For those who considered Texas independence a good thing, the Alamo became part of the Texas founding myth, and its defenders were treated as martyrs. Not everyone considered Texas independence a good thing. The government of Mexico ignored the treaty Santa Anna had signed under duress and continued to send armies into Texas for another decade. American opponents of slavery labeled the Texas war for independence an enslavers’ conspiracy. Tejanos, including some who had fought in Houston’s army, started having second thoughts about independence when their erstwhile Anglo allies pushed them aside in the new republic. Enslaved Texans found their yoke weighing more heavily under Texan rule than it had under that of Mexico, which nominally forbade slavery.
And yet, as Bryan Burrough, Chris Tomlinson and Jason Stanford explain, the myth of Alamo martyrdom — what they call the “Heroic Anglo Narrative” — predominated within Texas for generations. The book contains two parts: an account of the events surrounding the battle and a survey of interpretations and attitudes since then. For readers unfamiliar with either half of the story, the book provides a useful introduction.
At numerous points in their account of the siege and battle, the authors challenge the traditional view. In doing so they follow historians who abandoned the traditional view decades ago. They sometimes appear to be beating a horse that, if not dead, was put to pasture awhile back, at least outside the political classes. It’s no news to anyone, for example, that the commanders at the Alamo, William Barret Travis and James Bowie, were scoundrels before the war with Mexico. Even the traditionalists acknowledged that; indeed, it made the redemption of Travis and Bowie at the Alamo all the more praiseworthy.
Less familiar to some will be the post-battle story. The authors frame perceptions of the Alamo in a novel way, employing the contrasting experiences of two British musicians: Phil Collins and Ozzy Osbourne. Collins learned about the Alamo as a boy in the 1950s, from television and the movies, and he fell hard for the Fess Parker/John Wayne representation.
Osbourne knew nothing of the Alamo in 1982, when a music tour took him to San Antonio. “Ozzy was having a rough day,” the authors explain; before the day ended, he had been arrested for urinating on the cenotaph commemorating the Alamo defenders.

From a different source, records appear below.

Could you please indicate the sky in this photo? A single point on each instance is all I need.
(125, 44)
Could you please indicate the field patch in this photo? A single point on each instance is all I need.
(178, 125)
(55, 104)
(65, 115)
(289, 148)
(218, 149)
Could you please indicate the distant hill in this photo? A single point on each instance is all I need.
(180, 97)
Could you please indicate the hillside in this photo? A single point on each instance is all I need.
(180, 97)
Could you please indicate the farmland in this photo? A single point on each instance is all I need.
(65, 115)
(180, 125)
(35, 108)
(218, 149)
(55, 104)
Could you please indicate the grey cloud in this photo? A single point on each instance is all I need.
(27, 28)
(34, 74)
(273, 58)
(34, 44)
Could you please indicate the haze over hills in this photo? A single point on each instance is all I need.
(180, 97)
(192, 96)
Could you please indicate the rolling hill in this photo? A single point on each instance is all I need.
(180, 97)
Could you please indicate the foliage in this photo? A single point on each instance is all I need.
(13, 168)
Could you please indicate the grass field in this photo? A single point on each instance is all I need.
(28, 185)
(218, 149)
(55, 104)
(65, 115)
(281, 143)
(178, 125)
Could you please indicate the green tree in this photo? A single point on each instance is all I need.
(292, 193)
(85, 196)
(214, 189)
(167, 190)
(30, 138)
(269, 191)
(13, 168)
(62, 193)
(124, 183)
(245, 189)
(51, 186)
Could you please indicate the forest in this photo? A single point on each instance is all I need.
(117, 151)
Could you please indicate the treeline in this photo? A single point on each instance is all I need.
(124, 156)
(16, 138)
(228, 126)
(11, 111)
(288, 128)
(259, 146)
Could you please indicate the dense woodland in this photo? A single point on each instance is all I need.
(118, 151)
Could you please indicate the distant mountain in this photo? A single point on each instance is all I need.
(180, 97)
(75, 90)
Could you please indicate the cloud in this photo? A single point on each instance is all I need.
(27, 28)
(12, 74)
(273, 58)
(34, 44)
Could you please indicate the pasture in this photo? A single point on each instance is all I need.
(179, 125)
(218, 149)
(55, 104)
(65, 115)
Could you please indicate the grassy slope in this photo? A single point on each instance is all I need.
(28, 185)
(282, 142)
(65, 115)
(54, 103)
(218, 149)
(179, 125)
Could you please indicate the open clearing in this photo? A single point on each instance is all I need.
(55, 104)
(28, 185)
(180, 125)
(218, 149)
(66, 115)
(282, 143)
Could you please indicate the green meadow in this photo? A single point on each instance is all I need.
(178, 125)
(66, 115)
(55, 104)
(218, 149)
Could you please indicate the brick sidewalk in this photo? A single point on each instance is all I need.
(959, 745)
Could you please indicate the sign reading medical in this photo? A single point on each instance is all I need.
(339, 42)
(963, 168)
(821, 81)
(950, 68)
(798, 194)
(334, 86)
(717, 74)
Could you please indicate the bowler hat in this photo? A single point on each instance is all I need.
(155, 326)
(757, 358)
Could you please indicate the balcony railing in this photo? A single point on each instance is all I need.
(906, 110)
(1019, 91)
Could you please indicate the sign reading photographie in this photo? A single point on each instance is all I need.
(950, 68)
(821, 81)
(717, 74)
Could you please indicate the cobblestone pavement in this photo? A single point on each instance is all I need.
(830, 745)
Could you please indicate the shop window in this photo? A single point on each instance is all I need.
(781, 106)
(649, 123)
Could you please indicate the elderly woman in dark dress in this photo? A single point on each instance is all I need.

The authors don’t pursue the Osbourne angle beyond employing him as a stand-in for the revisionist school of Alamo history, which “metaphorically amounts to peeing on the Alamo legend.” They get more mileage out of Collins, who compiled a collection of memorabilia related to the Alamo. How closely related became a matter of intense interest among Texans after Collins agreed to donate the collection to the state, to be housed in a museum built for the purpose. The museum would cost hundreds of millions of dollars, and the project at once became a political battleground between traditionalists and revisionists. Collins got whipsawed in the debate, the more so when the provenance of many of his artifacts was challenged, as well it might have been, given the lack of documentation for many of the artifacts and the cottage industry that had developed in Alamo fakes and forgeries.
The freshest work in this book deals with the Collins controversy and makes a persuasive case that Collins was taken for a ride. The authors asked the Alamo’s official historian, Bruce Winders, what he thought of Collins. “He had been a rock star, and as you age, that all started to go away,” Winders said. “He was kind of at a loss. He was trying to figure out who he was now. And the Alamo filled that void for him. It was a phase for him. His Alamo phase.” Winders was asked whether the name of one dealer in particular who sold material to Collins set off any alarm bells. “Bells?” said Winders. “All the bells. Yeah, kind of like Notre Dame.” The authors can’t resist quoting the London Daily Mail declaring that Collins’s Alamo obsession showed him to be “one drumstick shy of a pair.”
Winders lost his job amid the scuffling, and Collins threatened to withdraw his collection. Texas elected officials, including George P. Bush, who as land commissioner had charge of the Alamo, moved quickly to reassure him. But in the crossfire of Texas politics, Bush found himself, and his Alamo project, under attack from the Republican right even as lefties denounced the Alamo as a continuing symbol of white supremacy.
Notwithstanding the book’s title, the authors — Texans all three — explain in their conclusion that they don’t really want Texans to forget the Alamo, only the “whitewashed” version. It’s a worthy sentiment, if hardly original. And it does bear repeating, since the politicians aren’t paying any more attention to historians than they ever have.